Investors had a busy week this week. After facing a potential Armageddon at the start and then enjoying a post-Federal Reserve rally at the end of the week to finish with modest gains.

Throughout the week, investors learned more about the state of the housing market through reports on building permits and housing starts on Tuesday and new home sales on Friday. All reports came in better than expected.

Further, the Fed stayed the course on Wednesday, electing to leave rates the same while strongly suggesting that a taper of asset purchases could be just around the corner.
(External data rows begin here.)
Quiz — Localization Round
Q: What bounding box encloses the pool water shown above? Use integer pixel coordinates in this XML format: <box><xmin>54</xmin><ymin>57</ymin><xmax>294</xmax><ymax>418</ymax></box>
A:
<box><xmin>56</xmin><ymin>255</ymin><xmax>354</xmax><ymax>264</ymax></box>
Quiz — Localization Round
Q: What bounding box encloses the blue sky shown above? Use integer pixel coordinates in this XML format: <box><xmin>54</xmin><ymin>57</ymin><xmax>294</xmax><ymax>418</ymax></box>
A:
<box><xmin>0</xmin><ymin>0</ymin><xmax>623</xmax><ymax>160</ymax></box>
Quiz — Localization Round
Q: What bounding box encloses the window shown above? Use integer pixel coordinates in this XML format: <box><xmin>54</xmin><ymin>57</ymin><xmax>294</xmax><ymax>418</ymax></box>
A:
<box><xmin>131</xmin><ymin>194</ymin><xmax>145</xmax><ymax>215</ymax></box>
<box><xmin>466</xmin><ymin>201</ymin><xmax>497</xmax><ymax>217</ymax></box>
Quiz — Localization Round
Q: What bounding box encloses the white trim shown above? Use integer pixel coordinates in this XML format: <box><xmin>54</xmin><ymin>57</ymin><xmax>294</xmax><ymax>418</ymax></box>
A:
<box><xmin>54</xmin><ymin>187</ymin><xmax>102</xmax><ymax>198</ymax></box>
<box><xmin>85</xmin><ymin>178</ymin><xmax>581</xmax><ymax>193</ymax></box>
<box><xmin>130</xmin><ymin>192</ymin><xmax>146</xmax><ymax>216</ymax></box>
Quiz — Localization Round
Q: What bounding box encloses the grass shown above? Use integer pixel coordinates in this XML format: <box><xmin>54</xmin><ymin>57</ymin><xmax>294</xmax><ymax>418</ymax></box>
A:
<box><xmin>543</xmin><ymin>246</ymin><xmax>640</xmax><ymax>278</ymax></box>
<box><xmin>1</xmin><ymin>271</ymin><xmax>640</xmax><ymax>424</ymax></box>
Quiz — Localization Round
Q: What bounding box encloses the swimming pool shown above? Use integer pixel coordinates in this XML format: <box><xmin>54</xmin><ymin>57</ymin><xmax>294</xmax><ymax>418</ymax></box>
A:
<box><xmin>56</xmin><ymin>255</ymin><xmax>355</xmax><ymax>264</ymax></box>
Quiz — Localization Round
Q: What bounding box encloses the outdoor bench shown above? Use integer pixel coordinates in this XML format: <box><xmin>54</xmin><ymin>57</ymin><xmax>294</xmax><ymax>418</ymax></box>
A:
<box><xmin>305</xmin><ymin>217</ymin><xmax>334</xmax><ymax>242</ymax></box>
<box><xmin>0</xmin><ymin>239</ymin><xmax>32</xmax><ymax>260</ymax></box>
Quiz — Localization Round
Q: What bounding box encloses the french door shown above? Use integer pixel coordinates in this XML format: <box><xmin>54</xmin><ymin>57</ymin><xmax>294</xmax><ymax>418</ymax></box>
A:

The week's shaky start was mostly due to troubled China real-estate firm Evergrande’s debt crisis after the company said that it might not be able to make payments on debts this Thursday. (Surprise, they didn’t!) This news initially reminded investors of the Lehman Brothers’ collapse during the Great Financial Crisis, though thankfully, the similarities between the two faded quickly and Evergrande isn't expected to cause contagion, or at least not to the U.S.
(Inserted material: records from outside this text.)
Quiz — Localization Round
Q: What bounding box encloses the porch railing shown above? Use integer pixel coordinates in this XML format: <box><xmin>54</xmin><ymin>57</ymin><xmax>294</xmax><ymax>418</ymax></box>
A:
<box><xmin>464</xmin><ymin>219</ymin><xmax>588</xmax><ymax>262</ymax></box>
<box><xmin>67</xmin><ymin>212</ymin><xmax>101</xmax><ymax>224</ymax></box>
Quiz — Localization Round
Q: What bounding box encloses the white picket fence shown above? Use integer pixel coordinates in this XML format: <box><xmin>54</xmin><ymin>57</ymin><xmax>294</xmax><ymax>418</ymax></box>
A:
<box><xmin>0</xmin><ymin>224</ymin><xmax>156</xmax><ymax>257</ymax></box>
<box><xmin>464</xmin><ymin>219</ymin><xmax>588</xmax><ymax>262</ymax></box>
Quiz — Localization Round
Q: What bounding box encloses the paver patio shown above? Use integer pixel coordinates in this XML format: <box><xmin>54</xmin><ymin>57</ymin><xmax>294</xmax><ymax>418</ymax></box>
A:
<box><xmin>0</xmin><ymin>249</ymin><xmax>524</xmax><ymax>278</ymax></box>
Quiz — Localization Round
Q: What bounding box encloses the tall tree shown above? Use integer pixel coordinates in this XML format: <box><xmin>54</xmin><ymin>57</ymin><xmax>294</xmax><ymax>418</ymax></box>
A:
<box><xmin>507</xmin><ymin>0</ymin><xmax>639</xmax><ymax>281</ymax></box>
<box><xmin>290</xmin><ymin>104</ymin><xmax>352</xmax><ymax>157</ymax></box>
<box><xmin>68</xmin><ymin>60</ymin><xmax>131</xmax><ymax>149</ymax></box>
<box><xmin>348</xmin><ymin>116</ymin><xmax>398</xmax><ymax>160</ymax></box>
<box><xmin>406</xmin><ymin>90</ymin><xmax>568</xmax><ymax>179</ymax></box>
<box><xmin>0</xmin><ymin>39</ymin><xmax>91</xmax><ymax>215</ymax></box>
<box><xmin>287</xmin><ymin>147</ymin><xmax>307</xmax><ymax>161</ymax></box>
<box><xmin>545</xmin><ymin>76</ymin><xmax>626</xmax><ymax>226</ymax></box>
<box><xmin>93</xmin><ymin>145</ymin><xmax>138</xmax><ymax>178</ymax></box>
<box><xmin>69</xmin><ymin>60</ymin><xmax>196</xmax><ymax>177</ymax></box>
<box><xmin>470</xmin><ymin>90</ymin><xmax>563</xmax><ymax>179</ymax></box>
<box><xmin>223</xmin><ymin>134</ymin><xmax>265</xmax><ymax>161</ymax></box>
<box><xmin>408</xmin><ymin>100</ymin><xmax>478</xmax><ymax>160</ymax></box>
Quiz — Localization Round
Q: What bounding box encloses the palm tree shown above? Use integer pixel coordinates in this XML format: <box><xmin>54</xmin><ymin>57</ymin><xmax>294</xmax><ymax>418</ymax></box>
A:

As if this wasn’t enough news coming out of China for one week, the country ended the week by expanding it's crypto ban to essentially ban all things blockchain by declaring all cryptocurrency transactions illegal. This may be essentially the final nail in the blockchain’s coffin in China

Crypto Crackdown

As noted above, China essentially took the final step towards ending cryptocurrency presence in the country through its latest action on digital currencies. This ban expanded on previous bans by declaring all crypto transactions and mining activity to be illicit financial transactions.

Leading into the announcement, Bitcoin was trading at $45,070 and dropped sharply over the two hours following the ban to $42,363. Bitcoin reached as low as $40,936 but has since pared some of those losses at $42,454, which is about a 5% loss over the past 24 hours.
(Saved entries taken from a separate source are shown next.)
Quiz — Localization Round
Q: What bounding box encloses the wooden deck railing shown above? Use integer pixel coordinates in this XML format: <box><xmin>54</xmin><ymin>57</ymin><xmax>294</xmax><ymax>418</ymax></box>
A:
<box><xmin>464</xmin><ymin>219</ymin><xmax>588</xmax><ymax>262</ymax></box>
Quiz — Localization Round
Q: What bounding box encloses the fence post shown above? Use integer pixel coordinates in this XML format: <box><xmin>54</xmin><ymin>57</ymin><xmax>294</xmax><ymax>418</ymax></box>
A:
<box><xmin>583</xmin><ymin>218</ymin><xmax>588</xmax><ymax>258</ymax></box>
While the blockchain ban definitely elicited a selling response and is certainly not great for cryptocurrencies in the short term, there remain some positive notes for crypto investors.

First, remember when Alibaba (BABA) got a record fine and then jumped nearly 10%? Well, despite the fine being bad, investors were just happy that it wasn’t worse and that the four-month investigation could finally end and uncertainty about how bad the punishment would be was gone. A crypto ban has slowly been emerging as China has attacked nearly every aspect of the space. So take a deep breath Bitcoiners, the attack is over and while losing billions of potential Chinese users isn't great, the flow of negative headline from China is likely to stop here.

Second, China is the most centralized country in the world and insists on control over nearly every aspect of the economy. So a platform that is harder to monitor and frees you from relying on China-approved banks never really fit the country’s goals anyway. So while there may be less demand for cryptos today because of this ban, there could be more reliable demand tomorrow. This could help the space achieve lower volatility, which would, in turn, make it more attractive and lead to wider acceptance.

The Fed

Another big event this week was the Federal Reserve Meeting. The FOMC released its usual statement Wednesday and was largely in line with expectations with not changes to policy.

The statement also said, if the economy continues to recover as expected, the time for “moderation in the pace of asset purchases” might be soon. This wasn’t surprising, as that particular statement has essentially become a tradition at this point, but the Fed took step further this time.

Fed Chair Jerome Powell said, for him, “it wouldn’t take a knockout, great, super-strong employment report” for him to feel that the test of "substantial further progress" is met. Powell added that he just needs a “reasonably good employment report” that shows “accumulated progress” to feel it is time to taper.

All told, The S&P 500 rose 0.51%, while the Dow added 0.62%. The Nasdaq eked out a gain, of 0.02% this week, while the Rusell 2000 added 0.50%.